Wednesday, December 6, 2006

Chicago area firm says 6-pack rings aren't animal threat


Most companies would be overjoyed to have their product in "Happy Feet," the nation's most popular film.

But Itasca-based ITW Hi-Cone, the industry leader and inventor of plastic six-pack rings, isn't happy over the use of its "yokes" in the new cartoon film. Hi-Cone is calling "misleading and irresponsible'' a story line involving a penguin who nearly is strangled after he gets one of the binders caught around his throat.

Hi-Cone Vice President and General Manager Steve Henn says Warner Bros.
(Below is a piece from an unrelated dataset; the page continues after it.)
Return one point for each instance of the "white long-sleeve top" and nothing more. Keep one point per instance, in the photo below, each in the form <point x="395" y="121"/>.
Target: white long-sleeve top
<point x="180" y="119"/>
Entertainment "didn't do its homework,'' and the company is asking moviemakers to clarify the depiction of the rings in upcoming DVD releases.

Henn acknowledges that wildlife can get stuck in the yokes. The Ocean Conservancy environmental group reports that international coastal cleanups since 2000 have turned up 191,789 six-pack rings. In that same time period, 894 fish and birds have been discovered entangled in man-made debris, though fishing line is the top offender.

But since 1989, under federal law, six-pack rings have been 100 percent photodegradeable -- they disintegrate in sunlight, beginning in just a few days, Henn said. Creatures overwhelmingly escape from weakened and brittle rings, he said: "A penguin couldn't wear it that long'' because it would crumble.